How large is this afternoon's move?

Typical day · This afternoon's +0.11% move is 0.2× the 20-day average move.

This scale measures size, not what to do. Larger moves are a normal part of holding a global all-equity fund.

The Regions

  • Canada

    25.33% of XEQT

    • XIC.TO
    +0.39% +0.10 pts to XEQT

    Canadian energy, up 1.32% among the sectors tracked, is doing the heavy lifting, consistent with crude oil crossing $100 a barrel. Utilities added 1.34% within the sleeve, a smaller but notable gain. Materials and information technology are both lower, trimming the sleeve's overall advance, but financials held steady with a 0.53% rise, reinforcing the breadth of the Canadian gain.

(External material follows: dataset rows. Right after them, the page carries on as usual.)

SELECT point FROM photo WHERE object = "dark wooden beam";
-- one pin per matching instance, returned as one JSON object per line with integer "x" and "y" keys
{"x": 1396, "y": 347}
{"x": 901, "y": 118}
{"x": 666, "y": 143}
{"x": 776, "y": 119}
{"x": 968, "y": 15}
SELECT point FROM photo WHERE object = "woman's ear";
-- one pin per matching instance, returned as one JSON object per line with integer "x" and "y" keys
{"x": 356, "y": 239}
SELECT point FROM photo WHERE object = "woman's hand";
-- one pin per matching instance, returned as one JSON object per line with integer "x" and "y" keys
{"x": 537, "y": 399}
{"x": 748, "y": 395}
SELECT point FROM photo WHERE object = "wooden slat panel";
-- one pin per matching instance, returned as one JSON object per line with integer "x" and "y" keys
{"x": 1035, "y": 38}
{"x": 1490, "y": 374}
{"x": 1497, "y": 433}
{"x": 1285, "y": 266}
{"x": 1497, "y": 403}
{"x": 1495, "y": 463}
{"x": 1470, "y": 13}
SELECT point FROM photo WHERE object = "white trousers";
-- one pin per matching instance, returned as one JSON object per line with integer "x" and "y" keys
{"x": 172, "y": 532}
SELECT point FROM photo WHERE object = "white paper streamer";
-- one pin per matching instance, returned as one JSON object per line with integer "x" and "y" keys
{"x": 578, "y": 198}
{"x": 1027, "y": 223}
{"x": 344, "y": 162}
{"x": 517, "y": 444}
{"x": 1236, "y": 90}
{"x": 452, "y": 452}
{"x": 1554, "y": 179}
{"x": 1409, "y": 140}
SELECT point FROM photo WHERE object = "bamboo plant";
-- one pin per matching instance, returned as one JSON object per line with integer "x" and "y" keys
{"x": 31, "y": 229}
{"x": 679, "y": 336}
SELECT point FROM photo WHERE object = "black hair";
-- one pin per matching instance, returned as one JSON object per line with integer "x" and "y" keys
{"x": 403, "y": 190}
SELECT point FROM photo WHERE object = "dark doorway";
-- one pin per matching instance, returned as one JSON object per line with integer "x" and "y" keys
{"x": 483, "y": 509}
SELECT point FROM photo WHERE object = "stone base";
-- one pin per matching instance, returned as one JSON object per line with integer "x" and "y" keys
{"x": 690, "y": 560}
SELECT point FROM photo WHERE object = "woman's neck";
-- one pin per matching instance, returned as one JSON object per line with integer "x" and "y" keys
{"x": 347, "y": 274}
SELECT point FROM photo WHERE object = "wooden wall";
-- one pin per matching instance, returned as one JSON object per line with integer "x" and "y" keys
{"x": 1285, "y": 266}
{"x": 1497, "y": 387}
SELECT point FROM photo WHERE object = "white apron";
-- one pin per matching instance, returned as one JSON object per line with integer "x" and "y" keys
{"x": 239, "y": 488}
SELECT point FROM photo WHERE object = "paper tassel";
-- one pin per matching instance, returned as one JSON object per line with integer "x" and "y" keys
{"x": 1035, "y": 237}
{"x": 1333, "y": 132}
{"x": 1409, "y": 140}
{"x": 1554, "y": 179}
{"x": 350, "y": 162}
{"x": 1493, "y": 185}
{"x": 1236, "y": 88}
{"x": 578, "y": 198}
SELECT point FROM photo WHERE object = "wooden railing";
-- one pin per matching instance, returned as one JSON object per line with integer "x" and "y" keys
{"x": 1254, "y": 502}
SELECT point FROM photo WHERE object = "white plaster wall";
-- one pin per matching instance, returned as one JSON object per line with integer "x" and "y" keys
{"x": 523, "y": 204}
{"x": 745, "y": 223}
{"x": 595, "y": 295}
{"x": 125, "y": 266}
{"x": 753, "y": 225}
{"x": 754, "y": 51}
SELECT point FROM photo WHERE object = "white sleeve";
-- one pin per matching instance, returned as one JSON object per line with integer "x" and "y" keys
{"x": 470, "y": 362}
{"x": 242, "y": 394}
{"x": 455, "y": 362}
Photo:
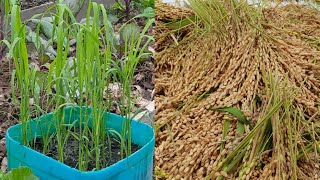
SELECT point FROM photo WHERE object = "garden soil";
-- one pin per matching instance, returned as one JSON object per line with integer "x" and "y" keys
{"x": 197, "y": 73}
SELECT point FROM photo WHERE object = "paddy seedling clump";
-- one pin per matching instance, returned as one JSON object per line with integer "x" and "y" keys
{"x": 80, "y": 82}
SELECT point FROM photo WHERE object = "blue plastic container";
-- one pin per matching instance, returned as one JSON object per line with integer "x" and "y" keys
{"x": 138, "y": 166}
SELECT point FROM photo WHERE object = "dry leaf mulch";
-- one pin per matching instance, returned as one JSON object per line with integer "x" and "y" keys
{"x": 206, "y": 72}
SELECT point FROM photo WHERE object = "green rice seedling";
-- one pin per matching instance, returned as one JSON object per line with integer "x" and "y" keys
{"x": 79, "y": 81}
{"x": 126, "y": 68}
{"x": 22, "y": 71}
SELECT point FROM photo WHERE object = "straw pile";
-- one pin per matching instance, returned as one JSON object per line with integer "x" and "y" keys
{"x": 206, "y": 70}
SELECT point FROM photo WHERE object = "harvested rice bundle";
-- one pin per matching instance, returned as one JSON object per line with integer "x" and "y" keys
{"x": 169, "y": 14}
{"x": 267, "y": 68}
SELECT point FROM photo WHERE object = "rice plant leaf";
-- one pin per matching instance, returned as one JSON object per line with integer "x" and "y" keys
{"x": 240, "y": 128}
{"x": 235, "y": 112}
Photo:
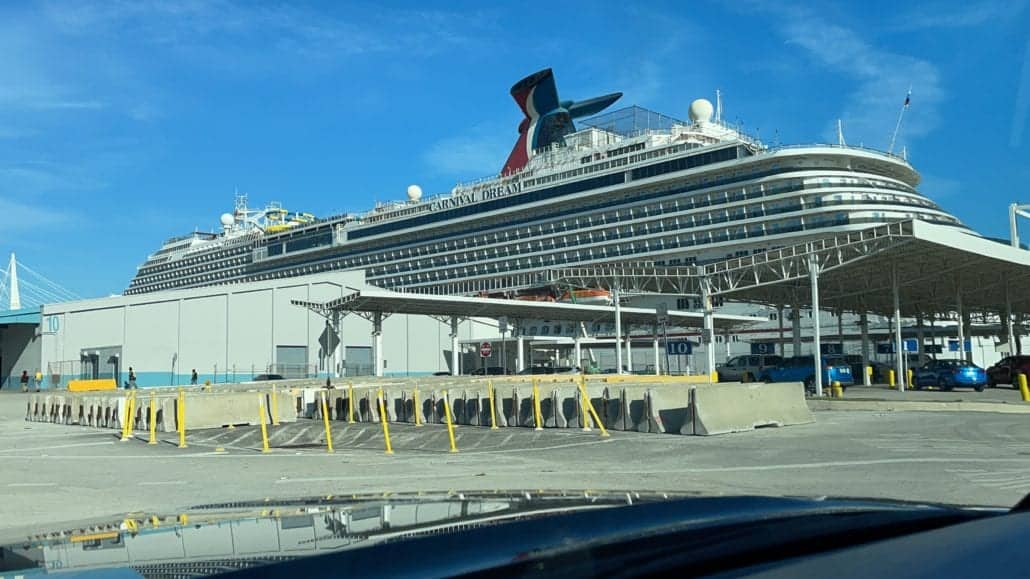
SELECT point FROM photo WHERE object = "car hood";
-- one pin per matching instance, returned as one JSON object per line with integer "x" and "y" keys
{"x": 220, "y": 537}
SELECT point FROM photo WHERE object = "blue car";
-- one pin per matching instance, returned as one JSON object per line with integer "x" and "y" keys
{"x": 947, "y": 374}
{"x": 802, "y": 369}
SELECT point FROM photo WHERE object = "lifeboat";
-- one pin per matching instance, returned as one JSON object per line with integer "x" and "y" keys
{"x": 588, "y": 297}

    Canada market region icon
  • United States

    45.02% of XEQT

    • XTOT.TO
    • ITOT
    +0.07% +0.03 pts to XEQT

    The U.S. sleeve is up just 0.07%, with most of the sectors tracked pulling in opposite directions. Consumer staples fell 1.41% and industrials dropped 0.84% among tracked exposures, consistent with a market absorbing higher oil costs and a 10-year Treasury yield rising to 4.60%. Technology, the sleeve's largest weight, slipped only 0.12%, limiting the damage.

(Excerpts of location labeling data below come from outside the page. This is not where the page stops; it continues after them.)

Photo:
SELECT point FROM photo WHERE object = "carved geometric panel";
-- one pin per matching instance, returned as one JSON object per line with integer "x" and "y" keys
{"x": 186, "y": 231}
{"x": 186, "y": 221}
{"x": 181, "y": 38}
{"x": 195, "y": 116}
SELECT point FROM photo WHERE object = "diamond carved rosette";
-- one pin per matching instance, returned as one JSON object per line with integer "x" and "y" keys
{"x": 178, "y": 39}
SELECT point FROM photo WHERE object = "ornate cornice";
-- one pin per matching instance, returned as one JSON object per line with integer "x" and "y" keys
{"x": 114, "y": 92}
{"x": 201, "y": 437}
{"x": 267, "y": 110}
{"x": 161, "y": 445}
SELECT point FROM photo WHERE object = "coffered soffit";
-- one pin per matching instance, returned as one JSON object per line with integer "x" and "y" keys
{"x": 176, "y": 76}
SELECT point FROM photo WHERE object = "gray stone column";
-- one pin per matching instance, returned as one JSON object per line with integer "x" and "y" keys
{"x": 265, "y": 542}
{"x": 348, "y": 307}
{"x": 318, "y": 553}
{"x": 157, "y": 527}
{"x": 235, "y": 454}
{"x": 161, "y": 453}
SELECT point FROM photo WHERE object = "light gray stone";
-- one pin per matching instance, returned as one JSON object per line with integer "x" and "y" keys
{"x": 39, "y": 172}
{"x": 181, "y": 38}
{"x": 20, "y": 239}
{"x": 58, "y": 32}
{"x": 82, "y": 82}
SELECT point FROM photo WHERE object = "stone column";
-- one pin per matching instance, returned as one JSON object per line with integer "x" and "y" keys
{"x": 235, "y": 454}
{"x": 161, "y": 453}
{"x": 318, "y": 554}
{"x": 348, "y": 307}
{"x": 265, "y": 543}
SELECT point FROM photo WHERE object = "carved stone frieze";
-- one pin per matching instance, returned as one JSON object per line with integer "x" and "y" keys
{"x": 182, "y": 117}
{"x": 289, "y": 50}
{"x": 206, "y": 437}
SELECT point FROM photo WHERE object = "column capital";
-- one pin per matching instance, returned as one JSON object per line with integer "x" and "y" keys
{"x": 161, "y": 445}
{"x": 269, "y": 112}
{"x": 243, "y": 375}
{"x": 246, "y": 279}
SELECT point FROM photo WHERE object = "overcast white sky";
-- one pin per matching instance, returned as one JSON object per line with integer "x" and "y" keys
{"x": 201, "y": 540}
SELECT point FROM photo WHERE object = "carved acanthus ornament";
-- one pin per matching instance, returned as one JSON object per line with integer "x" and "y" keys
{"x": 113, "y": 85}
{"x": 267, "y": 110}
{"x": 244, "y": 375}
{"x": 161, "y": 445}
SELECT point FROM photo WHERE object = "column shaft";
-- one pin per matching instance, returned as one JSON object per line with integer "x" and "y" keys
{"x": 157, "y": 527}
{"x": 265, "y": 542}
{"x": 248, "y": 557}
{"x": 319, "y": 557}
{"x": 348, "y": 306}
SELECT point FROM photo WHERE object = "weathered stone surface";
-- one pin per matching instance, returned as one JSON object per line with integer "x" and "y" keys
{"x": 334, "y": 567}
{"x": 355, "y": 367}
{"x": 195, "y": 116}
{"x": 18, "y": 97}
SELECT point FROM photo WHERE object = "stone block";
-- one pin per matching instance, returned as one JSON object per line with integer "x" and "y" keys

    United States market region icon
  • Intl Developed

    24.51% of XEQT

    • XEF.TO
    -0.04% -0.01 pts from XEQT

    XEF.TO is down 0.04%, a marginal drag. Japan fell 0.71% among the markets tracked, and French equities dropped 0.90%, while the Netherlands rose 1.22% and Sweden gained 1.01%, leaving the sleeve roughly flat on balance. European markets appear to be awaiting developments on geopolitical fronts before committing to a direction.

    Intl Developed market region icon
  • Emerging Mrkts

    4.86% of XEQT

    • XEC.TO
    +0.19% +0.01 pts to XEQT

    XEC.TO is up 0.19%, though the sleeve masks a striking divide. Taiwan-listed equities rose 1.90% and South Korean equities gained 1.46% among tracked markets, together generating enough lift to offset China's 1.75% decline and South Africa's 1.60% drop. The net contribution to XEQT is small given the sleeve's 4.86% weight, but the internal tension is one of the session's more notable patterns.

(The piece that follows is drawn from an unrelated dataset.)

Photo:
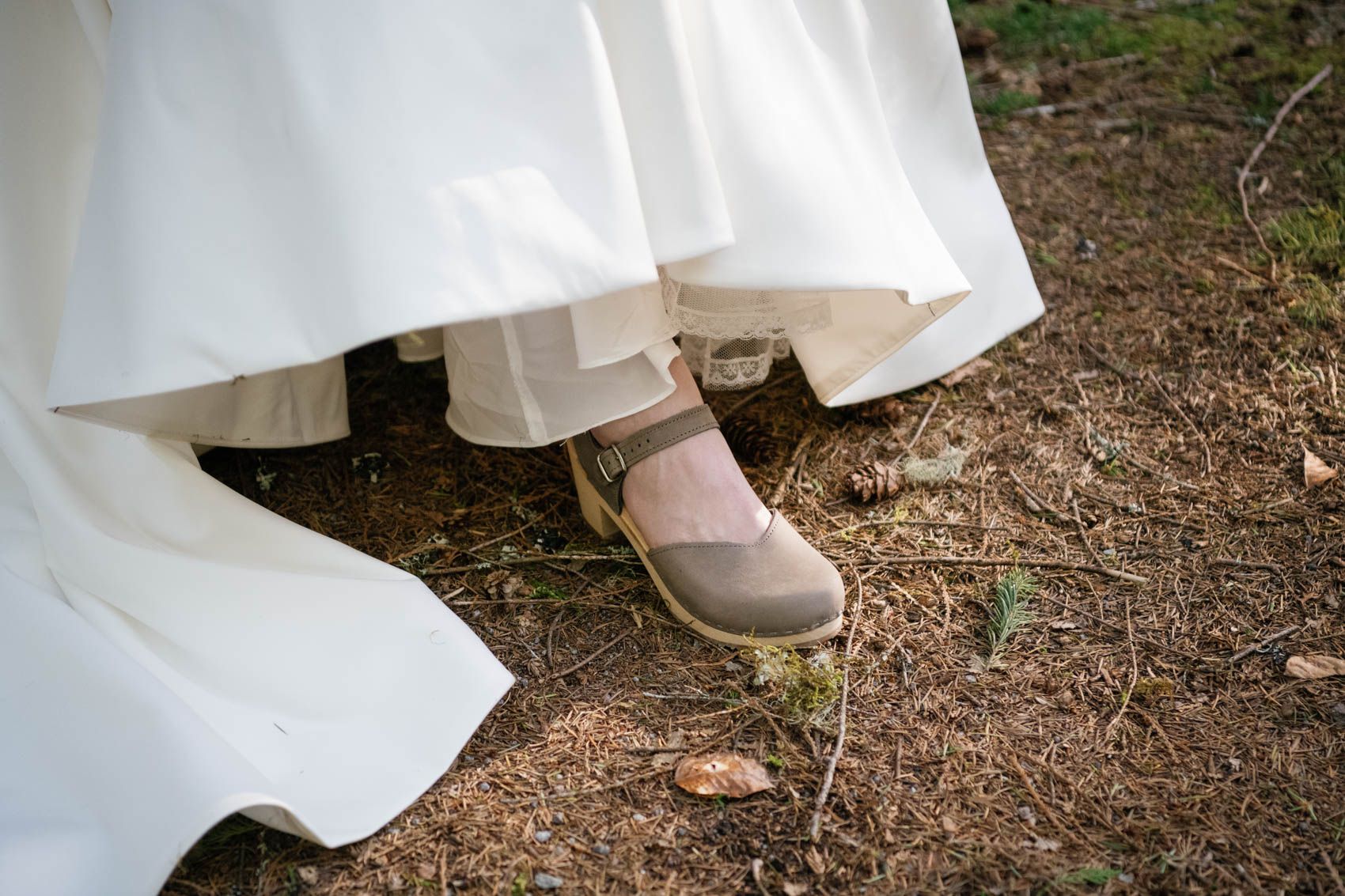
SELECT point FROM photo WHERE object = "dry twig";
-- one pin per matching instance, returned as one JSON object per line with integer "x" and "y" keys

    Emerging Markets market region icon

Colored bars represent biggest contributors to XEQT's move this afternoon (threshold = ±0.1 percentage points). Returns are daily ETF price moves for tracked regional or sector categories and may differ slightly from raw index movements.

The Hold Line

A gain of 0.11% on a day when crude crosses $100 and Treasury yields climb reflects how Canada's energy weight can act as a partial buffer when U.S. equity conditions are less favorable. XEQT is still within 0.6% of its 52-week high, and the YTD return stands at 9.25%. Days like this, where no single sleeve dominates and contributions arrive from unexpected corners, tend to look unremarkable in hindsight but quietly do their work.

Signals

  • 01

    WTI crude crosses $100 threshold

    WTI crude, a benchmark for global oil prices, has risen 2.12% to $100.34, directly energizing Canadian energy while simultaneously pressuring U.S. consumer staples and industrials among the sectors tracked. For a long-term XEQT holder, Canada's 25% sleeve weight means oil at these levels can offset U.S. softness, a form of built-in commodity exposure that passive construction delivers without deliberate allocation.

  • 02

    Treasury yield rise pressures U.S. sectors

    The 10-year U.S. Treasury yield, which reflects the cost of long-term government borrowing and sets a hurdle rate for equity valuations broadly, has climbed to 4.60% on the session. Consumer staples and industrials are the weakest tracked U.S. sectors, a rotation pattern consistent with higher rates compressing valuations in bond-like or capital-intensive segments of the market.

  • 03

    EM internal divergence, Taiwan vs. China

    Taiwan-listed equities rose 1.90% and South Korean equities gained 1.46% among tracked exposures, while Chinese equities fell 1.75% and South African equities dropped 1.60%, producing a net positive sleeve return from deeply opposing forces. The 4.86% sleeve weight keeps the net effect on XEQT small, but the scale of the internal spread, over 3.6 percentage points between the top and bottom tracked markets, is among the session's most striking data points.